Your Community Doesn't Need an App. The Difference Between a Community And a Platform
I got a message last week from a friend in Kyiv. He spotted several people at a local pool swimming in LIVE.LOVE caps. Our community hasn't officially existed for years. And people still wear the caps
A few months before that, I saw someone running in a LIVE.LOVE shirt. In Europe. Thousands of kilometers from where it all started.
Here’s the thing. We built LIVE.LOVE in Ukraine back in 2016. No app. No AI. No growth hacking playbook. Just three founders (Natalia, Slava, and Slava), a crazy idea that sport should be fun, and rented pools and stadiums.
Three thousand people passed through. Eight hundred active at peak. We became the largest team at the Bosphorus Cross-Continental Swim. I crossed it four times. We were the biggest crew in Oceanman worldwide. Largest team at Vienna, Munich, and Cyprus marathons. 180 out of 400 Ukrainian slots were ours on Bosphorus. From the whole country. Registration closed in 7 minutes.
But the numbers aren’t the point.
The point is what happened around the sport.
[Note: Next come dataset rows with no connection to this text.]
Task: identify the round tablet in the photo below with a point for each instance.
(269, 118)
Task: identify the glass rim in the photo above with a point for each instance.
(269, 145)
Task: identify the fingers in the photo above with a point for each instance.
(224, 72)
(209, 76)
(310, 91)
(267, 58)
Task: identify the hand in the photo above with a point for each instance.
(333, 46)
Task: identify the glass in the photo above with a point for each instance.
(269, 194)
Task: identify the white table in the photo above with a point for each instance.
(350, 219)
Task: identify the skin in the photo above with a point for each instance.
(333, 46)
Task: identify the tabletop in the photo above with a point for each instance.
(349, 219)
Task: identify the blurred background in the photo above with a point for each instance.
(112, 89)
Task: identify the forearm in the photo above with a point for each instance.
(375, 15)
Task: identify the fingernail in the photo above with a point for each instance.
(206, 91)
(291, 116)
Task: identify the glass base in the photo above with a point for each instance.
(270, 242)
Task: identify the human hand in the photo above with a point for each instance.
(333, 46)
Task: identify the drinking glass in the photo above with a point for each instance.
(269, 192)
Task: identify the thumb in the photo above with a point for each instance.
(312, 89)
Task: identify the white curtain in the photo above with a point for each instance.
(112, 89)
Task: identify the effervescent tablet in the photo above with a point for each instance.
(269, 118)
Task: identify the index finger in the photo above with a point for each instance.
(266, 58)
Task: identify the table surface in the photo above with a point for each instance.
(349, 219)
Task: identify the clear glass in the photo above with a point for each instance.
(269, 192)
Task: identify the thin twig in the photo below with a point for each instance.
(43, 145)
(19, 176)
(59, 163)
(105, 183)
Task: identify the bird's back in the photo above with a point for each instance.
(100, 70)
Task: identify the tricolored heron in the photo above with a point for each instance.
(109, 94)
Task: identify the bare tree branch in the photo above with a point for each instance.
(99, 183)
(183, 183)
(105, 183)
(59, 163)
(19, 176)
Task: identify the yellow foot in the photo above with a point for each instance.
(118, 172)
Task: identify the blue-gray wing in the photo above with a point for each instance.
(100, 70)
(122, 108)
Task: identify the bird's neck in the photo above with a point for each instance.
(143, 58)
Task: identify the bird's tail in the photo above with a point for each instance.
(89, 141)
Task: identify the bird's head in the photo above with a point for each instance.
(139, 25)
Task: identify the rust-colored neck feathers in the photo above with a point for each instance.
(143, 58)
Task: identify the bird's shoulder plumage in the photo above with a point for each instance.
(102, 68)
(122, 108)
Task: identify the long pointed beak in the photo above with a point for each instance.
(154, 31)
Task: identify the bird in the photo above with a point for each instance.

People met, fell in love, and started families. Dozens of them. A TV host married an entrepreneur. The former CEO of Mercedes-Benz Ukraine told us he didn’t think making real friends at 38 was possible. Three of our runners created Board, now one of the largest business communities in Ukraine and beyond.
We had three pillars.
A shepherd: the founding team.
A temple: physical places where we gathered and trained.
And rituals: weekly runs, swims, trips that became sacred.
Then COVID hit. It killed all three pillars at once. No gatherings. No trips. No rituals. We never came back. That's what we lost.









And yet. People still swim in those caps. Still run in those shirts. Still find each other across three continents. Ukrainian migrants recognizing LIVE.LOVE gear in Barcelona, Berlin, Dubai, and reaching out.
That’s the difference between a community and a platform.
Today you can build a community app in a weekend. AI generates your content calendar, SEO drives traffic, a no-code tool handles payments. All the infrastructure that took us months in 2016 is now trivially easy.
And that’s exactly why it doesn’t matter.
The hard part was never the website. It was getting a hundred people to show up at 7 AM on Saturday to swim in cold water. It was creating a culture where a CEO and a freelancer share a lane, then share breakfast. It was making rituals that people protect like family traditions.
LinkedIn won’t build that. Instagram won’t. Facebook groups definitely won’t. They’re distribution channels, not communities. The moment the algorithm changes, your “community” evaporates.
A real community survives a pandemic. Survives a war. Survives mass emigration across 30 countries.
Don’t get me wrong. AI is a gift for community builders. Use it for logistics, scheduling, content, and analytics. Remove every boring operational task so you can focus on the only thing that matters: getting people in the same room, doing something meaningful together.
The technology makes building the platform trivially easy. Which means the only competitive advantage left is the human part. The shepherd. The temple. The rituals.
I’m moving to Dubai now. Thinking about doing it again. Different city, different people, same principles. If that sounds like something you’d want to be part of, write to me.
The world has never had better tools for building communities. And never been worse at actually doing it.